Professional Resume Template for

Staff Data Engineer

Raymond T. Mercer

Seattle, WA

(206) 555-0182

raymond.mercer@email.com

linkedin.com/in/raymond-mercer | github.com/raymondmercer | raymondmercer.dev

Professional Summary

Systems-oriented Staff Data Engineer with 12 years of experience designing and scaling distributed data architectures across cloud environments. Expertise includes building real-time event streaming pipelines, designing multi-petabyte data lakes, and optimizing query execution engines. Successfully reduced data processing costs by 34% and improved pipeline reliability from 94% to 99.9% while handling 8B+ daily transactions. Led data platform modernization initiatives migrating legacy infrastructure to Snowflake and Apache Spark. Proficient in Python, Scala, SQL, Kafka, Kubernetes, Airflow, and Terraform to build secure, robust data platforms.

Work Experience

Staff Data Engineer — Aero Data Platforms

Seattle, WA | January 2021 – Present

  • Architected a real-time event streaming platform using Apache Kafka and Kubernetes, processing 8B+ daily events and reducing end-to-end data latency from 45 minutes to under 3 seconds.
  • Led the migration of 4.5 PB of legacy Hadoop storage to a Snowflake data warehouse, optimizing clustering keys and materialization to reduce monthly cloud computation spend by 34%.
  • Designed and deployed custom PySpark data validation frameworks within Apache Airflow pipelines, eliminating data quality anomalies and increasing data SLA delivery reliability to 99.9%.
  • Mentored 8 mid-level data engineers and established engineering standards for CI/CD deployment using Terraform, which decreased deployment-related pipeline downtime incidents by 42%.

Senior Data Engineer — Nexus Analytics Solutions

San Francisco, CA | September 2014 – December 2020

  • Developed scalable batch and streaming ETL pipelines using Scala, Apache Spark, and AWS EMR, which ingested data from 12 separate SaaS products into a centralized Amazon S3 data lake.
  • Re-engineered slow-running SQL queries and data models in Amazon Redshift, reducing aggregate dashboard load times by 55% and saving 220 hours of analyst querying wait-time per month.
  • Automated infrastructure provisioning using Terraform, establishing multi-region replication that cut recovery time objectives (RTO) for critical data services from 6 hours to 15 minutes.
  • Implemented column-level security masking and role-based access controls across 450+ tables, ensuring 100% compliance with GDPR and CCPA regulations during quarterly external compliance audits.

Education

Bachelor of Science in Computer Science

University of Washington · Seattle, WA · 2014

Skills

Data Architecture, Distributed Systems, Batch & Stream Processing, Data Warehousing, Infrastructure as Code, CI/CD, Database Design, SQL Query Optimization, Python, Scala, SQL, Apache Spark, Apache Kafka, Snowflake, Amazon Web Services (AWS), Terraform, Docker, Kubernetes, Apache Airflow, dbt

Projects

Real-Time Fraud Detection Pipeline

Role: Lead Architect

Tools: Apache Kafka, Apache Flink, AWS EKS, Terraform

Designed and built an event-driven stream processing pipeline that ingested 15,000 events per second, resulting in the detection and prevention of $4.2M in annual fraudulent transactions.

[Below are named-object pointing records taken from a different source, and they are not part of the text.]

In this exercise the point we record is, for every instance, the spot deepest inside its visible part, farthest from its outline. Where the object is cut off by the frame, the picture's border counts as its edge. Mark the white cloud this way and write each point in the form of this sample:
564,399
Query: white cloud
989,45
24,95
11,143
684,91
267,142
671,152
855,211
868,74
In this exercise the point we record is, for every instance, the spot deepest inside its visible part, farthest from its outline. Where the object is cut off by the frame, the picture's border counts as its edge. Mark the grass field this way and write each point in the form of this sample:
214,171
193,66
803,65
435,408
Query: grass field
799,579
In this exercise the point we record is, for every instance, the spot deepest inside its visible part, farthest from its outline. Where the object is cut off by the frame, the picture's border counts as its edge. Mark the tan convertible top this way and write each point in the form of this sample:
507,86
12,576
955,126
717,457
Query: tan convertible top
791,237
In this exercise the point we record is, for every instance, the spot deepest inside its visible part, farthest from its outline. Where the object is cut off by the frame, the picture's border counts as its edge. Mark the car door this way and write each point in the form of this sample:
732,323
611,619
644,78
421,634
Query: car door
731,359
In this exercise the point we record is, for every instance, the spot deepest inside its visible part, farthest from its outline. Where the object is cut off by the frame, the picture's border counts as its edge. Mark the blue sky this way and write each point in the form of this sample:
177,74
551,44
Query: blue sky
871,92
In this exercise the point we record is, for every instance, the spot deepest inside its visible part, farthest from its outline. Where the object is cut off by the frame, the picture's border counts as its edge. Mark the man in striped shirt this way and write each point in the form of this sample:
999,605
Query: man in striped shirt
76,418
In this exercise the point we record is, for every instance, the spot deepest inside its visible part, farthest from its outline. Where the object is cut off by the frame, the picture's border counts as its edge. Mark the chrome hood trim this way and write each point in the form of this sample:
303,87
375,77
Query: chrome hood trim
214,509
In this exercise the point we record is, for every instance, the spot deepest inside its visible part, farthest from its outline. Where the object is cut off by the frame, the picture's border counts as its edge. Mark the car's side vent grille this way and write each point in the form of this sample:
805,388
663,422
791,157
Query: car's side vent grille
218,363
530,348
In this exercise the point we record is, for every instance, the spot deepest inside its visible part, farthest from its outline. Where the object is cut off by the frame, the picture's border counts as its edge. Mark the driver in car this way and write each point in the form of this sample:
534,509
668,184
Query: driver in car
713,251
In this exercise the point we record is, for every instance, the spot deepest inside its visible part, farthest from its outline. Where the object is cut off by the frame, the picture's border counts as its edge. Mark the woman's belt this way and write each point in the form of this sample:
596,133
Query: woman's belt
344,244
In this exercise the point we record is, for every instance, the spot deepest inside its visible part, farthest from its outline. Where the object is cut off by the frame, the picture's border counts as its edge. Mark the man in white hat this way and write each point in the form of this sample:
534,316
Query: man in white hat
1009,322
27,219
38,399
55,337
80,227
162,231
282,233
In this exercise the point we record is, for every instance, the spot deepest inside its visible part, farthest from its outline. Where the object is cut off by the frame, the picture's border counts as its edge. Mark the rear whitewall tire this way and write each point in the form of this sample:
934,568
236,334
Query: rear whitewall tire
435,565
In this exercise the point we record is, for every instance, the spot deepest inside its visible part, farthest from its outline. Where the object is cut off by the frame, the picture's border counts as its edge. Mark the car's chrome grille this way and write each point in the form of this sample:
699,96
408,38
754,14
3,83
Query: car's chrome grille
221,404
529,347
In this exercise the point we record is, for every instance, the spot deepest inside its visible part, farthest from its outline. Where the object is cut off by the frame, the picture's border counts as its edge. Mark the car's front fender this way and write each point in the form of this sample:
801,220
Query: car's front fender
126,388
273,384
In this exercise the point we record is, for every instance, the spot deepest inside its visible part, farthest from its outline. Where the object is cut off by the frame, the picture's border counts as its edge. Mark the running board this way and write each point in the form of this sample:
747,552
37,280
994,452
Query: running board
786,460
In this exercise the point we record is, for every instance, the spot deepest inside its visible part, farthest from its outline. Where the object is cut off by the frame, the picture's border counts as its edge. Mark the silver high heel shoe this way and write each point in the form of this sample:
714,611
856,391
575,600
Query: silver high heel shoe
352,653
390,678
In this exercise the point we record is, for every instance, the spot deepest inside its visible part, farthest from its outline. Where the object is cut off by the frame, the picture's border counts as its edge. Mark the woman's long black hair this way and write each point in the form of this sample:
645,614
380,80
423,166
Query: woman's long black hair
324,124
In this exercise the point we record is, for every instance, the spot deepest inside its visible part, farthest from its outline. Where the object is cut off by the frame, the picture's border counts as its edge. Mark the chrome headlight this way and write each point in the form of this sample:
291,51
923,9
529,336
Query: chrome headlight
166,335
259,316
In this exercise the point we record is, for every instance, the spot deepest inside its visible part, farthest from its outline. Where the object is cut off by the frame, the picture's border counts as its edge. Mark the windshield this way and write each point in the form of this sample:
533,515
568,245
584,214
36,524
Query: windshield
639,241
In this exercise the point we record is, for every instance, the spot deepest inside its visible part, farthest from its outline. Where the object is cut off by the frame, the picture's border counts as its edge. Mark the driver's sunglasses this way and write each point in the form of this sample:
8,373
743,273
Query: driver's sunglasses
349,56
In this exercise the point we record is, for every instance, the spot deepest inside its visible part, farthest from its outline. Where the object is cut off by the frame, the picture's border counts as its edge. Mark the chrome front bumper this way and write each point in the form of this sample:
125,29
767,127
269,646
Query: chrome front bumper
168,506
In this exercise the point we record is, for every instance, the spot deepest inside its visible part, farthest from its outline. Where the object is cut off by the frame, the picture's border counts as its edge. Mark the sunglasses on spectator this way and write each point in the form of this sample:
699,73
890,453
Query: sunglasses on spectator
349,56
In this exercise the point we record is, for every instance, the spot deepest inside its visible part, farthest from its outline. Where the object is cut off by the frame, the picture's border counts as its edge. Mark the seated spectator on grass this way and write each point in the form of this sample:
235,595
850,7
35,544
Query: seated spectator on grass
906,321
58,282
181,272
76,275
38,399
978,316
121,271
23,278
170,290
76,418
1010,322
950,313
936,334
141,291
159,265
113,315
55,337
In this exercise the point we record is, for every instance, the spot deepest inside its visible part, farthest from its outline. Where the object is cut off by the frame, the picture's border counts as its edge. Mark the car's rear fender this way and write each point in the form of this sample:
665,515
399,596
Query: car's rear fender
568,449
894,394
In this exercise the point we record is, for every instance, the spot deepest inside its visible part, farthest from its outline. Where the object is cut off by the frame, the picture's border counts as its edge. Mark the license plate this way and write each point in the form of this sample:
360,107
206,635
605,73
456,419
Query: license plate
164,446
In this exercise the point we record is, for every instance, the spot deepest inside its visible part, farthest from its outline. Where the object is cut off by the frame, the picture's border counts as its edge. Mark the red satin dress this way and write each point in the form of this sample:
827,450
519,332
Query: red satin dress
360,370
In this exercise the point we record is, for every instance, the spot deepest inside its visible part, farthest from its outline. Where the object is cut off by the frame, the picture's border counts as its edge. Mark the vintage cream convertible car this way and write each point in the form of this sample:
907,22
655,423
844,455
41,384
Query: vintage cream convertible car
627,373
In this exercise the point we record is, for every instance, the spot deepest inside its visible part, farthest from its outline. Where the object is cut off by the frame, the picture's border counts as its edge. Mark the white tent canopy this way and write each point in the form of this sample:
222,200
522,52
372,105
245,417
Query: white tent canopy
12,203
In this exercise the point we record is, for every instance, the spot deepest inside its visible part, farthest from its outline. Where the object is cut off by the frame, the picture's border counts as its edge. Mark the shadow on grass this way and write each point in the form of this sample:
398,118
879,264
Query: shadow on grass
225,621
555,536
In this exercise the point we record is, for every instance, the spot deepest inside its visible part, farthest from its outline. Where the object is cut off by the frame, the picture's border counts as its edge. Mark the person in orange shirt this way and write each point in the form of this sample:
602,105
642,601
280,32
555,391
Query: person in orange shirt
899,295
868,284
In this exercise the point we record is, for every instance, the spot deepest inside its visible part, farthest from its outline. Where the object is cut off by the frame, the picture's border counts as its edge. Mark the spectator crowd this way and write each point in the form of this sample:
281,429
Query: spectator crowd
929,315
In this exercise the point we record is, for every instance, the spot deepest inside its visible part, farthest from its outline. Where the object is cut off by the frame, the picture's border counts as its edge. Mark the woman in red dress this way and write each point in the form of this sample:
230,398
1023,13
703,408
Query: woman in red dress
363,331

Data Lakehouse Consolidation

Role: Lead Data Engineer

Tools: Snowflake, dbt, Apache Airflow, Python

Consolidated 6 distinct transactional databases into a unified Snowflake lakehouse, reducing data ingestion failure rates by 38% and accelerating business intelligence reporting speed by 4x.

Certifications

  • Google Cloud Certified Professional Data Engineer (2023)
  • AWS Certified Data Engineer – Associate (2024)
  • Databricks Certified Professional Data Engineer (2022)

Additional information

  • Availability: 4 weeks notice
  • Technical Presentations: Guest speaker at Seattle Data Engineering Meetup on scaling Kafka pipelines (2024)
  • Patents: Co-inventor of patented distributed database replication algorithm (US 11,452,091)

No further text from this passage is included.